Diese Verschiedenheit muß Reibungen und Leiden im Zusammenleben
der Glieder der Gesellschaft herbeiführen,
besonders da die einzelnen Individuen der verschiedenen
Typen nicht in Klassen und Familien getrennt, sondern
in allen Klassen und Schichten unserer Gesellschaft zerstreut
sind.*
Personen, die durch die engsten Bande des Blutes und
gesellschaftliche Berührung zu fortwährendem Verkehr gezwungen
sind, sind oft am weitesten in ihrer Anpassungsstufe
an die neuen Lebensverhältnisse voneinander verschieden,
und die sozialen Reibungen und daraus folgenden
Leiden, die aus dieser Tatsache erwachsen, sind so
empfindlich und fast unberechenbar, daß es kaum möglich
ist, in trockenen Theorien ein Bild davon zu geben, sondern
nur durch das Medium der Kunst, wo bestimmte konkrete
Individuen handelnd und aufeinander einwirkend gezeigt
werden, im Drama oder im Roman.
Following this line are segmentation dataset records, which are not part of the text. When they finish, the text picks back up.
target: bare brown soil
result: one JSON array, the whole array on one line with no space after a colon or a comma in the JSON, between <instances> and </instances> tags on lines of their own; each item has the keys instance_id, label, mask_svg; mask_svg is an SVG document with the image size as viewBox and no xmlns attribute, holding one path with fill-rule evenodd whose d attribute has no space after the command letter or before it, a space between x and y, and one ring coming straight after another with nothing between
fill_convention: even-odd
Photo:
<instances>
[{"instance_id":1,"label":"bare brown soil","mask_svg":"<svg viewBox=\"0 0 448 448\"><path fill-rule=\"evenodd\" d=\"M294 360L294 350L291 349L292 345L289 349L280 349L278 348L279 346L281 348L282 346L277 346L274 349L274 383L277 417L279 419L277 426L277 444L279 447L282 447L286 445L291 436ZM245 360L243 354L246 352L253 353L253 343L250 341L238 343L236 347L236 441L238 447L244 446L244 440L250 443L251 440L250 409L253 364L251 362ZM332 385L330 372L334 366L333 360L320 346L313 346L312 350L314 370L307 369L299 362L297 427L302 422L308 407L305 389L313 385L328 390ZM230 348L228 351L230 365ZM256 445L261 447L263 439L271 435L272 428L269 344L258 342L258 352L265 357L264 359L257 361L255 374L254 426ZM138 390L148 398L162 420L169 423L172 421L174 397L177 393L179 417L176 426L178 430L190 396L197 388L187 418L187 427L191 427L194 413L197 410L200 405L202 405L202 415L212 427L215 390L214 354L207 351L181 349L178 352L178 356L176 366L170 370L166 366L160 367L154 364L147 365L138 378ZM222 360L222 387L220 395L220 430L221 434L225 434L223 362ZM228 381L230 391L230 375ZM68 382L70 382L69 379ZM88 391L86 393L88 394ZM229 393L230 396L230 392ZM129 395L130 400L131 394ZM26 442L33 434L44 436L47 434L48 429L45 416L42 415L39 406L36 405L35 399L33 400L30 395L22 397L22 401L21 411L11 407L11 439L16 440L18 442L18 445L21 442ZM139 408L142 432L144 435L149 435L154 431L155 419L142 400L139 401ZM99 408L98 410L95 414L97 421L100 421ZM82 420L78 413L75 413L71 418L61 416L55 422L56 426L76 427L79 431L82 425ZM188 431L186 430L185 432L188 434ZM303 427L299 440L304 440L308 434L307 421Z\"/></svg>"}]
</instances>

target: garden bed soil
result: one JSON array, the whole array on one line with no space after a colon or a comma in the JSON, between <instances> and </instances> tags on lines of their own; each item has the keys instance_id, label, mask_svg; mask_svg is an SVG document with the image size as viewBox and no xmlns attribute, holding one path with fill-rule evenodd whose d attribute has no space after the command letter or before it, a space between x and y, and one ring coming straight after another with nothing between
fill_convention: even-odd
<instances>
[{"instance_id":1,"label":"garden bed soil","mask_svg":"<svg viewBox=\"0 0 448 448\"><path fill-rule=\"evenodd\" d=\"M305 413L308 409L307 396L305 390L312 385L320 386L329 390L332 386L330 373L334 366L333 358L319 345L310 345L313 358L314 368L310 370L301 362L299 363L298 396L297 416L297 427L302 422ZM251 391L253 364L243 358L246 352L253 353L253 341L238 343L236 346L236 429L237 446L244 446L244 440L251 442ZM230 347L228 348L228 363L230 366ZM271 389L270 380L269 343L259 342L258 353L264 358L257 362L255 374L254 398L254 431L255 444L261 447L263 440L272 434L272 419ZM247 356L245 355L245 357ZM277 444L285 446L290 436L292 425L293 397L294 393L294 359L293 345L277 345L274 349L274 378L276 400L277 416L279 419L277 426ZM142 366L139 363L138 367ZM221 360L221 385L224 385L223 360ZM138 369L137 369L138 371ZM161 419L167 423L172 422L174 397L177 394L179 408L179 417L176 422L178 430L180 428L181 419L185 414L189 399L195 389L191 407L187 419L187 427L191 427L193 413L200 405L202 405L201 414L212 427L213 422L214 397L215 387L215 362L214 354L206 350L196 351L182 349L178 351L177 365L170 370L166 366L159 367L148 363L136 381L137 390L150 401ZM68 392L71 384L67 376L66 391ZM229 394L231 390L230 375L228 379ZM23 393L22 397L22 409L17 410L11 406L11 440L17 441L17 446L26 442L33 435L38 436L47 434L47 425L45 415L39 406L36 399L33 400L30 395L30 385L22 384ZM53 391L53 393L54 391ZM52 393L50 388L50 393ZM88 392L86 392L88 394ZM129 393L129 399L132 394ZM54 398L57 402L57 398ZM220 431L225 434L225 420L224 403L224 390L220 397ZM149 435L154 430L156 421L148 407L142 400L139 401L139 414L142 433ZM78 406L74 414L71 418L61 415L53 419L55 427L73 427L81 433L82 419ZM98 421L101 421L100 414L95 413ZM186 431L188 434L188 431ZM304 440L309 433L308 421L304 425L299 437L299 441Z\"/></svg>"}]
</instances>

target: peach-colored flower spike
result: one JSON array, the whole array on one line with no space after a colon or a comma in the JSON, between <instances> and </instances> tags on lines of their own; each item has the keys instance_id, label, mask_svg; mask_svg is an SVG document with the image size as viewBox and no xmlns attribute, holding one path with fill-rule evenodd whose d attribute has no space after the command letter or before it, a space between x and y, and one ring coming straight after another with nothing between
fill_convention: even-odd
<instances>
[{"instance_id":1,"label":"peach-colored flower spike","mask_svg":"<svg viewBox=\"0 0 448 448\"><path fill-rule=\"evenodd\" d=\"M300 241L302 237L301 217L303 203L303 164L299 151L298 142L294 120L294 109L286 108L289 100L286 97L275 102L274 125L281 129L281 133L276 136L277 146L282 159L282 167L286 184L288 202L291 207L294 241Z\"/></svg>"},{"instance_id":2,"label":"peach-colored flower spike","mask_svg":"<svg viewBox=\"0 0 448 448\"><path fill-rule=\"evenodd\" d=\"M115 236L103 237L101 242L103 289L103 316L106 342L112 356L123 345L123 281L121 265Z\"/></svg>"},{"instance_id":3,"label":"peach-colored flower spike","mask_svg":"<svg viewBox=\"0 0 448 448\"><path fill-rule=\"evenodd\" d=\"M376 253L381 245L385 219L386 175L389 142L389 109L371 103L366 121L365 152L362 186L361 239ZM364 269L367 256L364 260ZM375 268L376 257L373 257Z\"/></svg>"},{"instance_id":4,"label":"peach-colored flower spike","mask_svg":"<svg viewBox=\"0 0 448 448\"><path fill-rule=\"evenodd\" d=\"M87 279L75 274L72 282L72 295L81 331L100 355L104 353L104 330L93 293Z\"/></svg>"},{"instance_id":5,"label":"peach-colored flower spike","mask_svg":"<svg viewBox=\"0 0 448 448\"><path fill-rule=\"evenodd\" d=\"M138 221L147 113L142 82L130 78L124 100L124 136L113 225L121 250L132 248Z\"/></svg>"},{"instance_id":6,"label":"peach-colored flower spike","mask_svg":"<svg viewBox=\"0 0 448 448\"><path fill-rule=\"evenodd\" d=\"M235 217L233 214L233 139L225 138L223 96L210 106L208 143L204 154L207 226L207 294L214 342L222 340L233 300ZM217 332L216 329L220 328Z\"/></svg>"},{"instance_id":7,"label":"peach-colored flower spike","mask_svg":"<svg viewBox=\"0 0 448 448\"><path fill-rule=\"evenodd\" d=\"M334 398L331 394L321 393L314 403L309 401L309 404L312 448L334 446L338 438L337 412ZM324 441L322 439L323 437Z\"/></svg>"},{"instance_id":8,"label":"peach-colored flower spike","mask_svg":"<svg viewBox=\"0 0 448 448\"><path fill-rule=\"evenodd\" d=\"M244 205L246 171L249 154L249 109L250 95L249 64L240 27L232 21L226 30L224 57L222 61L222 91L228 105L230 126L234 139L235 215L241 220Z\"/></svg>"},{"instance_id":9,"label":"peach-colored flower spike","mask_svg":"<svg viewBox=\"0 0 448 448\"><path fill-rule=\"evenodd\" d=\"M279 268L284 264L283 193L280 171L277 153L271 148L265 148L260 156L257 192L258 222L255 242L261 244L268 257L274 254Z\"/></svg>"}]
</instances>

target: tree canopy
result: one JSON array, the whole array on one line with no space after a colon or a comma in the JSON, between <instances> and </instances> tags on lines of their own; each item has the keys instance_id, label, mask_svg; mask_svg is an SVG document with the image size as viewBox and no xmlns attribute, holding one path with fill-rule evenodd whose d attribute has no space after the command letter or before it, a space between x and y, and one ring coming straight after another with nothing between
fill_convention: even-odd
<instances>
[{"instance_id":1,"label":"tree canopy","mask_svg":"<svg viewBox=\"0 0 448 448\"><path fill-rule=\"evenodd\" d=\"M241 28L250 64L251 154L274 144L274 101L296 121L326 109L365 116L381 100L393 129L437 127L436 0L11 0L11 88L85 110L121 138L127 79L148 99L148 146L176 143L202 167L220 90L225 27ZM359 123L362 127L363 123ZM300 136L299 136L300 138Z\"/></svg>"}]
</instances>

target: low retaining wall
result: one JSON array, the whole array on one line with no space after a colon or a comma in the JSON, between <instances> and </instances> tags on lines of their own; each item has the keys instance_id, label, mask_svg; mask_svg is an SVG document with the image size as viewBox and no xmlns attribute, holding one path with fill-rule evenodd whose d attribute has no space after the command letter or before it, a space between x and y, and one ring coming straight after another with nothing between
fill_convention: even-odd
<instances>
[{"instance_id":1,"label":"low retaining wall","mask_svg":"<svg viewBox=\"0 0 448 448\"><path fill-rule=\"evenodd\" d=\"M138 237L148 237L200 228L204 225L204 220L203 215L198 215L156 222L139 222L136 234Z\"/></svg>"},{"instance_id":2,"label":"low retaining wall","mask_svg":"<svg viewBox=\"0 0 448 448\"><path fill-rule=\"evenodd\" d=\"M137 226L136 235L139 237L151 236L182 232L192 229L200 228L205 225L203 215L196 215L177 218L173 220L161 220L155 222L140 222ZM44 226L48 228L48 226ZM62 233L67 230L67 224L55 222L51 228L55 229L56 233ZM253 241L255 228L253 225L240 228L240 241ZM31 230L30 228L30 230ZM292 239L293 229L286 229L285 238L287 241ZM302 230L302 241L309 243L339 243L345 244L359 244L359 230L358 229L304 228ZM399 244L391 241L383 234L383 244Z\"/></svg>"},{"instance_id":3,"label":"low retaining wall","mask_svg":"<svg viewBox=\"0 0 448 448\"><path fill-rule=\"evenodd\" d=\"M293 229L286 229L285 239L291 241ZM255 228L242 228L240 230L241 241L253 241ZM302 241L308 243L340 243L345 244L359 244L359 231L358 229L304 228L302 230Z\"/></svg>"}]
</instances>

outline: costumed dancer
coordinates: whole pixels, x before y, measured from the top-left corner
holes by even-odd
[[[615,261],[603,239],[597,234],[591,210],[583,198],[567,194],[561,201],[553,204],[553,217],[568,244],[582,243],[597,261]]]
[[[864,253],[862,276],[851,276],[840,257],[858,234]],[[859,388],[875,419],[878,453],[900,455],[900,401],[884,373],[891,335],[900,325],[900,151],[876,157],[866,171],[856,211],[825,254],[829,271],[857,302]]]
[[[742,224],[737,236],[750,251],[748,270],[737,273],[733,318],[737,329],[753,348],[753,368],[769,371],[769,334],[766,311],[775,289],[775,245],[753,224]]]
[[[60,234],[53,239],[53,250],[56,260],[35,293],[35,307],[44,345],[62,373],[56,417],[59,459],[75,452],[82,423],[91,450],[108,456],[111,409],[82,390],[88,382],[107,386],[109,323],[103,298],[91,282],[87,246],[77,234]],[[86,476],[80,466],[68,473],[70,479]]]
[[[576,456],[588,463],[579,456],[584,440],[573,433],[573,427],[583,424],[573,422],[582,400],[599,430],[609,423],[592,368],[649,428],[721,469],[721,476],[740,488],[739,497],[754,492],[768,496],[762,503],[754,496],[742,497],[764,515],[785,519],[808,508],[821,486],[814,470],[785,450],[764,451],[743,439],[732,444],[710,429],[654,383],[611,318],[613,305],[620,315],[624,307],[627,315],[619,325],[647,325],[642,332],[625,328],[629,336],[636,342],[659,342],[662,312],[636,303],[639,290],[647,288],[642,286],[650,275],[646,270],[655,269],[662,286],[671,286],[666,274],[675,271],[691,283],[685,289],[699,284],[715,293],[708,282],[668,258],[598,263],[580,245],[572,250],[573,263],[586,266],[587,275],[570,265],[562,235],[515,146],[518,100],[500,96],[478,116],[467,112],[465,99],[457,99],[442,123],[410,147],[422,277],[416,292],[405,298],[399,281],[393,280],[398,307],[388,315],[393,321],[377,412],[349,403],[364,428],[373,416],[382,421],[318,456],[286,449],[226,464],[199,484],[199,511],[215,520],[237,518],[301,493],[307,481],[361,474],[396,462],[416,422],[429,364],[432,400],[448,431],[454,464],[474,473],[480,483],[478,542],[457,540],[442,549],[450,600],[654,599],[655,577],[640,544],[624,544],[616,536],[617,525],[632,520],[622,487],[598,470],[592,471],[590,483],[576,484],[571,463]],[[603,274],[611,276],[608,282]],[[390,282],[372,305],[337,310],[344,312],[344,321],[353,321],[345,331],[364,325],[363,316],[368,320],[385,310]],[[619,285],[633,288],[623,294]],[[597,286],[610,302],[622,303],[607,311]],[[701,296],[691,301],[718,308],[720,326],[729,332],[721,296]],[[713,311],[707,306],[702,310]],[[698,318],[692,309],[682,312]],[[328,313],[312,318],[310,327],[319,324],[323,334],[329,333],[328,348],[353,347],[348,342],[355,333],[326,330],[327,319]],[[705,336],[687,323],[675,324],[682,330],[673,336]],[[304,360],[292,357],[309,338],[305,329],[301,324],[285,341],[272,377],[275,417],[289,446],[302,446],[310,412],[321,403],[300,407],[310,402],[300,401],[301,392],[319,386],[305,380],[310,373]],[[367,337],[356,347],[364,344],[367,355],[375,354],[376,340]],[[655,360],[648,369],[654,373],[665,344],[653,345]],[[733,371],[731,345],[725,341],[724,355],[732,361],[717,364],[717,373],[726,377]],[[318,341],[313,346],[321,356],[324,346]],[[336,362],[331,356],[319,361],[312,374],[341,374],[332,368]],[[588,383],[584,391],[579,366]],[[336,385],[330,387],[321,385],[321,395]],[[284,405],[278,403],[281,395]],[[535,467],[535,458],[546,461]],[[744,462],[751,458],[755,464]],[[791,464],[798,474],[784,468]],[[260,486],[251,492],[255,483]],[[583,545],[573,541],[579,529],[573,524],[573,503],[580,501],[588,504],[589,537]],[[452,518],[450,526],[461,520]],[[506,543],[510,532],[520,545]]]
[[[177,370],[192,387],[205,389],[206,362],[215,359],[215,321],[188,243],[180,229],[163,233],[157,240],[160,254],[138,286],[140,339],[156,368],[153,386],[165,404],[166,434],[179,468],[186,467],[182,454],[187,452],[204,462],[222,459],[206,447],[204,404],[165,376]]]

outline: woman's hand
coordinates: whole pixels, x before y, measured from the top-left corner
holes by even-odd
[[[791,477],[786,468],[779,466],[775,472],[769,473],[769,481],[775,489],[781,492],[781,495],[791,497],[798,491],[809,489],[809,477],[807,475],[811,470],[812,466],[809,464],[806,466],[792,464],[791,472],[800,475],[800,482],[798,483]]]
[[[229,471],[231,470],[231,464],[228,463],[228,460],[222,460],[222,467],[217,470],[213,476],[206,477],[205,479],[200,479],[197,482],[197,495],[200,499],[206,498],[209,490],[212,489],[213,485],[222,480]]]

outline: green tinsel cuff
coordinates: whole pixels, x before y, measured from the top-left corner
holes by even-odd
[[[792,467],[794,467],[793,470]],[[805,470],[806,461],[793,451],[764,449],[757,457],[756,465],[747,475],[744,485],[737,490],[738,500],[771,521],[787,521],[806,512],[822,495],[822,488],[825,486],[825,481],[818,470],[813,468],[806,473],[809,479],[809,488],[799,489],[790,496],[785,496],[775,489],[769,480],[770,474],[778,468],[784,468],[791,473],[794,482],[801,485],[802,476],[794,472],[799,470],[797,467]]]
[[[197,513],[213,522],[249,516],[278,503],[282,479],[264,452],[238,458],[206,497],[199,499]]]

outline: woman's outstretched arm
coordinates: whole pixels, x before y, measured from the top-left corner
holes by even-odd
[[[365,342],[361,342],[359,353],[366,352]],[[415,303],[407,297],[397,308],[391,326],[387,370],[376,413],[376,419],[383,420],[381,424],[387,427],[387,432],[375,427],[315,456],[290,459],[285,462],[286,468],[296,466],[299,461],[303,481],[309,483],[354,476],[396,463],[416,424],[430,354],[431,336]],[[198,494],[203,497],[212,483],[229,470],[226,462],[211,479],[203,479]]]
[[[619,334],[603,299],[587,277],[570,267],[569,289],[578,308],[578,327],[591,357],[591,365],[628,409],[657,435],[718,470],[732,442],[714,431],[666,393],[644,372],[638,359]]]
Wir sind wie
Schachfiguren, die nicht nach Bauern, Königen und Königinnen,
Läufern und Türmen geordnet, sondern in einer
* In bezug auf die Anschauungen über die Stellung des weiblichen
Geschlechtes war eine der fortgeschrittensten Frauen, der wir je begegnet
sind, eine Schustersfrau in Yorkhampshire, die sich ihren Unterhalt
mit dem Nähen von Schuhoberteilen verdiente.